Manchester United's Five-Year Offer for Aurelien Tchouameni
Manchester United have moved aggressively in their search for a new midfield anchor, putting a five-year contract on the table for Real Madrid’s Aurelien Tchouameni, according to Spanish outlet AS journalist Jose Felix Diaz.
United’s hierarchy want the 26-year-old at the heart of their rebuild and have gone straight for the player. The plan is clear: secure personal terms with Tchouameni first, then walk into talks with Madrid from a position of strength. The offer has been described as “very good” – a long-term deal designed to make Old Trafford his next stage.
Whether the France international is ready to swap the Bernabeu for Manchester is another matter. The landscape in Madrid has shifted with Jose Mourinho’s arrival in La Liga, and Tchouameni’s place in the Portuguese coach’s plans could define the entire saga. If Mourinho views him as a cornerstone for next season, Madrid’s stance hardens instantly.
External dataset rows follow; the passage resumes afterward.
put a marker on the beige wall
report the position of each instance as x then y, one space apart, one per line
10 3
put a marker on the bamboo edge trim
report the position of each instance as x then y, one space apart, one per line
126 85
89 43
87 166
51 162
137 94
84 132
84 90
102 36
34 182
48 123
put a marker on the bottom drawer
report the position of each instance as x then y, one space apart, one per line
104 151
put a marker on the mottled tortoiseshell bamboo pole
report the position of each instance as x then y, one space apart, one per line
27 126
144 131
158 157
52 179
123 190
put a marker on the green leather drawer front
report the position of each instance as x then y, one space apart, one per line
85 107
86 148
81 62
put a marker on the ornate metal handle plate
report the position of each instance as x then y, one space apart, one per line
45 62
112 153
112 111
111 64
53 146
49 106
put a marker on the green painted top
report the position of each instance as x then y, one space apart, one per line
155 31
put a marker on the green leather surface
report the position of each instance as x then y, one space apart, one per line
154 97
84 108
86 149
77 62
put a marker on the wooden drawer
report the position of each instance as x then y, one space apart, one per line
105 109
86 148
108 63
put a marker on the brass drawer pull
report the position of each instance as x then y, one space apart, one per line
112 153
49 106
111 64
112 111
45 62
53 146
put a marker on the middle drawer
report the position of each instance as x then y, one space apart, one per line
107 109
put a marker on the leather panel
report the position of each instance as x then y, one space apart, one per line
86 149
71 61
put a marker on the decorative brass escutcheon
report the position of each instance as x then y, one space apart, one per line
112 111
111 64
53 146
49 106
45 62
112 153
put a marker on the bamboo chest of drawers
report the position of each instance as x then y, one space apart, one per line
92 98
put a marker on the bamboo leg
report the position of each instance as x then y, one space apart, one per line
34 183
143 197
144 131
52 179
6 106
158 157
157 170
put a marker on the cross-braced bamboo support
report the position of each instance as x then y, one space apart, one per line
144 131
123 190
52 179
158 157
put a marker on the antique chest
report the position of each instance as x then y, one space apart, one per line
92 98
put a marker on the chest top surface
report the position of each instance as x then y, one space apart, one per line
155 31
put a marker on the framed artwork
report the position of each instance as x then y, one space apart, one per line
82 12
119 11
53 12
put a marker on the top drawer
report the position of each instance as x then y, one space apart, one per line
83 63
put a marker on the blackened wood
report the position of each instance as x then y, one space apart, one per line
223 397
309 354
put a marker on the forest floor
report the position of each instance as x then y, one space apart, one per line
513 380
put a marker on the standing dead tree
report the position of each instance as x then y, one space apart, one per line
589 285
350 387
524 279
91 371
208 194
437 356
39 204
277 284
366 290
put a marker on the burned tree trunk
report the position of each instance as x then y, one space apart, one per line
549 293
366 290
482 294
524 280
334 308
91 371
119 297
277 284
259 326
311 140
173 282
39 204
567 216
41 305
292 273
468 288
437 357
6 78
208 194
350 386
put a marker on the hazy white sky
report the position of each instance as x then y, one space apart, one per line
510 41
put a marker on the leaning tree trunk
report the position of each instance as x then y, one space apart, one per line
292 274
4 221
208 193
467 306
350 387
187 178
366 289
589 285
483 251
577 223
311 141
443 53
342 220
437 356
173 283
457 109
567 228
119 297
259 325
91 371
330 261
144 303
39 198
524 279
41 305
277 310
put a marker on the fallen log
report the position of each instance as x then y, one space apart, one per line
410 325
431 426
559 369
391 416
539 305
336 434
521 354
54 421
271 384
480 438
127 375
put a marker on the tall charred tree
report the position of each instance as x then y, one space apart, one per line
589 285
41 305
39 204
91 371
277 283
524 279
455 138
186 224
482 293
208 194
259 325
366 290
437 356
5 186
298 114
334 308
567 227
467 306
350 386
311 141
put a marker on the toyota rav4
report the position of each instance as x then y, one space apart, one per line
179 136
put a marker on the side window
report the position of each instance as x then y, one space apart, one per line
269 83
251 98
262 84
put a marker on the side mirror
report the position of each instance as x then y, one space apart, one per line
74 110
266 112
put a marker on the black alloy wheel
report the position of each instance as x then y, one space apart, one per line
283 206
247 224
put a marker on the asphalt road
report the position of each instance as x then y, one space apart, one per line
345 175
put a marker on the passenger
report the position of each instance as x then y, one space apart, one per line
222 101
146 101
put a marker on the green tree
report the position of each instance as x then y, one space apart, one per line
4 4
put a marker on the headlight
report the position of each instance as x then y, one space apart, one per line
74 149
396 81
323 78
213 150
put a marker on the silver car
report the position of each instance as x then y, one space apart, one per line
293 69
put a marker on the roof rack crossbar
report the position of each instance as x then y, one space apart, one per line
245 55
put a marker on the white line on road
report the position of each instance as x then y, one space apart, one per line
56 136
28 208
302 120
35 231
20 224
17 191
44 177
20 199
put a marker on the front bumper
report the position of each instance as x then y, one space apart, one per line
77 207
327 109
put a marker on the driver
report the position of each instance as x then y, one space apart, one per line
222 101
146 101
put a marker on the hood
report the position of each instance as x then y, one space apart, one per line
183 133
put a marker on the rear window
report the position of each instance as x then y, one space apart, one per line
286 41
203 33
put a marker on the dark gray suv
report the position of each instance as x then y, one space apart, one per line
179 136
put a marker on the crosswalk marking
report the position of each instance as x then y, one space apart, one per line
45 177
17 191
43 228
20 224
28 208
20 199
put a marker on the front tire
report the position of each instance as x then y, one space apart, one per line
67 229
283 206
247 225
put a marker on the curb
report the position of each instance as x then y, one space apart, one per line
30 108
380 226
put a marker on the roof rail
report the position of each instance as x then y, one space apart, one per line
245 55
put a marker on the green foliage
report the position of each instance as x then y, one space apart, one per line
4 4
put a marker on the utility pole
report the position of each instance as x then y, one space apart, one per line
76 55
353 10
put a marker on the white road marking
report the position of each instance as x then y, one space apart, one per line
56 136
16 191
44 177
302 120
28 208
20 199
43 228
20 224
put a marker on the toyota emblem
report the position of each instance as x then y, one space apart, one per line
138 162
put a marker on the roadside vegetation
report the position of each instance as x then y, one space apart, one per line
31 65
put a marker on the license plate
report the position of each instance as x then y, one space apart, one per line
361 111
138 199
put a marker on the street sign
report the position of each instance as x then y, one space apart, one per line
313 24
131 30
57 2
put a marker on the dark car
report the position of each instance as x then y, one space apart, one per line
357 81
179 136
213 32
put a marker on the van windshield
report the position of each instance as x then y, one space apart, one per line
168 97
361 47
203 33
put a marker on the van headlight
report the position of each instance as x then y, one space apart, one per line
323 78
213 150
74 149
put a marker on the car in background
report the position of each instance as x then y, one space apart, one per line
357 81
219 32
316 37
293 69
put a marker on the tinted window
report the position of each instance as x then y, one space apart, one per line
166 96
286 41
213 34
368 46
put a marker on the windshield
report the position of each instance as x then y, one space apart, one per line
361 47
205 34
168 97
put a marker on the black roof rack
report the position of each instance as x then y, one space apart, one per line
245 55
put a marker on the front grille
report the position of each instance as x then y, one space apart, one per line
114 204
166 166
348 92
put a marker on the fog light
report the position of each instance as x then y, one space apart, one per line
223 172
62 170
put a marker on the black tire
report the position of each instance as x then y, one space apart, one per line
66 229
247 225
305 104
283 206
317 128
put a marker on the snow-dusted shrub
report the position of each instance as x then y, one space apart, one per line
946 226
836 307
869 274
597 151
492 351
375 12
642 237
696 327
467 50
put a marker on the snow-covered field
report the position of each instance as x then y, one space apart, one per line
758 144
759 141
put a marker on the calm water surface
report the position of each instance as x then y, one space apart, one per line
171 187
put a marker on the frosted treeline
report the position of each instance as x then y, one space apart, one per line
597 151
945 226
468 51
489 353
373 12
For now, Tchouameni has more immediate business. He is at the World Cup and will not finalise his future until the tournament ends. Any serious movement will have to wait until later this month, when the dust settles and the phone calls begin.
United arrive at this point with a hint of frustration. They have already seen one target slip away, with Mateus Fernandes opting to join Tottenham Hotspur from West Ham United. That miss has sharpened the focus on alternatives, and Tchouameni sits right at the top of that list, admired for his blend of physical presence, tactical intelligence and big-game experience.
Convincing Real Madrid, though, is a different challenge entirely. Tchouameni has spent the last four seasons in Spain, collecting every major trophy available at club level. He is proven at the highest level, still in his mid-twenties, and under a manager like Mourinho his value on and off the pitch only increases. Madrid do not tend to let such profiles leave easily.
Yet the Premier League carries its own pull. The intensity, the spotlight, the chance to become the fulcrum of a new project at a club desperate to reassert itself – that package could tempt a player who has already conquered Spain.
At Old Trafford, the fit is obvious. United need a successor to Casemiro, a midfielder who can screen, dictate and drive. Pairing Tchouameni with Kobbie Mainoo in the centre would give Michael Carrick a platform he has not yet enjoyed: youth, power and control in equal measure. It is the kind of partnership around which managers build seasons, even eras.
For now, United wait and watch. Scouts and executives will keep tracking Tchouameni’s World Cup, hoping their offer lingers in his mind as the knockout pressure rises.
If they can drag this deal over the line once the tournament ends, it will not just be another signing. It will be a statement about what kind of team Manchester United intend to be in the years ahead.